19.6.11

2. Nachtschatten


Se sentó sobre una roca, con el río a sus pies. El agua fría calmó un poco sus cansados músculos y tuvo una sensación parecida a la paz. En el camino se cruzó con algunos cortesanos que se dirigían a donde ya sabía. Sin duda ella tenía un llamado poderoso, que traspasaba fronteras. No demoró su viaje y en menos de media luna estaba ya cerca de la naciente del río.

En el camino se encontró con un brujo anciano. Era brujo y nunca pudo convertirse en sabio. Tenía talento, indudablemente, pero su forma de vida tan disoluta lo mantuvo alejado de otra cosa que no fuera un poco la magia cotidiana. Algunas canciones, leyendas, poemas y sobre todo historias componían su manera muy particular de enfrentarse a los demonios propios y ajenos. Ambos parecían no tener rumbo y por ello resultó casi obvio seguir juntos en el camino. Cuando el brujo supo la historia del Lobo rió un poco con esa voz de tenor que acompañaba a sus más sentidos consejos y algo le dijo en el oído sobre el destino y cosas peores.

El brujo dormía envuelto en su gruesa piel de oso en esos momentos y el invierno parecía quedarse dormido también, a ratos, entre estertores. Lobo se echó a andar entre las largos huesos del bosque con la esperanza de encontrar algo para comer y algo para encender fuego. Cuando volvió donde el brujo, este ya hablaba animadamente con un pequeño armiño con el pelo extraordinariamente largo.

No supo qué le impresionó del armiño, pero pronto se dio cuenta que era su voz. Era la voz que uno esperaría que tuviera la madera de un cedro, si estos hablaran; o la que probablemente tendría la niebla de otoño. Casi podía sentirse el espeso de esa voz, dijera lo que dijera. Cuando el brujo se percató de la llegada del Lobo, ambos lo vieron con mirada cómplice y lo invitaron a estar con ellos.

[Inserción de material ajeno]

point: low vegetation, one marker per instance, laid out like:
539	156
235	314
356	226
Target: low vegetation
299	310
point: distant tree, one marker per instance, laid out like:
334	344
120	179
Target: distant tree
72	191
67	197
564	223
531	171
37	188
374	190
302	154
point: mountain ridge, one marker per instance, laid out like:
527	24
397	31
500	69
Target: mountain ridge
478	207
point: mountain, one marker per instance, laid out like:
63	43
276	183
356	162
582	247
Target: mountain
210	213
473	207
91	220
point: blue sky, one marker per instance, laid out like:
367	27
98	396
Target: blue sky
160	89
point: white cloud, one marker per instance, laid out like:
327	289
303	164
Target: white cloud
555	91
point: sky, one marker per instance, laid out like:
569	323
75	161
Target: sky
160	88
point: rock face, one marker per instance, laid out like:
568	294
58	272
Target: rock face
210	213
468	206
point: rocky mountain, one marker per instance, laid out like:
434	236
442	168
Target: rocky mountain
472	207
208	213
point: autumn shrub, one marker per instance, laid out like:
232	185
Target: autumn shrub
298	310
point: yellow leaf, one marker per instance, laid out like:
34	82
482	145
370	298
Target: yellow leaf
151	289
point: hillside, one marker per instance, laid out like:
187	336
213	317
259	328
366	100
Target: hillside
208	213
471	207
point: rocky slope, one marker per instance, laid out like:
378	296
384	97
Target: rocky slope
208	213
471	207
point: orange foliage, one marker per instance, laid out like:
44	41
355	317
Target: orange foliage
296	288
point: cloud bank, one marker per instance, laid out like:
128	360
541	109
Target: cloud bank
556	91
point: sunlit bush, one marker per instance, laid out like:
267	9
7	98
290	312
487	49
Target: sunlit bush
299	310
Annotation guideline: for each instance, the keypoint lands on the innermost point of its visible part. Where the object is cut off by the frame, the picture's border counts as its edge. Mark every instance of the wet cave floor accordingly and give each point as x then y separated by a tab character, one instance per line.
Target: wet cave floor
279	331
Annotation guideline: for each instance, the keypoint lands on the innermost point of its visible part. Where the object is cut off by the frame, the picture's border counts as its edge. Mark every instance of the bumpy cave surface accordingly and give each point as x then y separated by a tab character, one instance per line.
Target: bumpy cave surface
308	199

El armiño era, según el brujo, otro ser animado por una suerte de destino. Lo único que no toleraba era que le recordaran que era un armiño. Hablaron largo y tendido de cosas que Lobo no entendía y de un pasado que bien podría pertenecer a otra vida. En todo caso Lobo se alejó poco a poco mientras el sol meridiano seguía su carrera hasta acostarse entre los picos de la lejanía y al final se dedicó a lo que había abandonado desde su salida. Aprestó los lápices y los frascos de tinta, y extendió los caminos de piedra desde las plantas de sus pies desnudos hasta sus manos, como si el camino tomara posesión de su cuerpo. Poco a poco las sombras más sutiles empezaron a tornarse violentas e incluso ferales. Cientos de ojos comenzaron a poblar el papel y al cabo -no supo él en qué momento- invadieron el aire respirable, y los ruidos y hasta el frío. Hubiera querido gritar, pero lo mantuvo alerta la necesidad de excavar la profundidad de un negro que no podía ser más obscuro.

Se detuvo en seco cuando encontró la mirada que lo acechaba, desde las sombras de una saliente de roca. Era el armiño enroscado en sí mismo. Lobo no se dio cuenta que el tiempo había arrastrado a la luna ya a su cenit y hasta ese momento sintió el dolor en su espalda y el ardor en los ojos. El armiño se acercó sin decir palabra y restregó su piel contra las cicatrices del Lobo. Esa noche, como cuando estaba vivo, Lobo soñó.

En sueños volvía el otoño completamente desnudo y con su suave sudor de temprana muerte. Él incluso volvía a ser él, y bajo su piel la corriente lo guiaba como una brújula líquida. Soñó una vida entera que se deshiló durante la breve hipnosis de la noche. Cuando volvió en si, tuvo mucha sed. Bebió hasta terminarse el río, pero siguió sintiendo una aridez salina que no pudo consolar con frutos ni con la nieve acumulada al pie de los árboles. Sólo la lluvia tuvo piedad de él y empapó su cuerpo y su alma. Era hora, se dijo, de continuar. El armiño desapareció sin dejar otra huella que su olor maderado. Las últimas estrellas matutinas se fundieron sobre el horizonte al tiempo que cerraba las correas del cuaderno y se marchaba, de nuevo sin mirar atrás.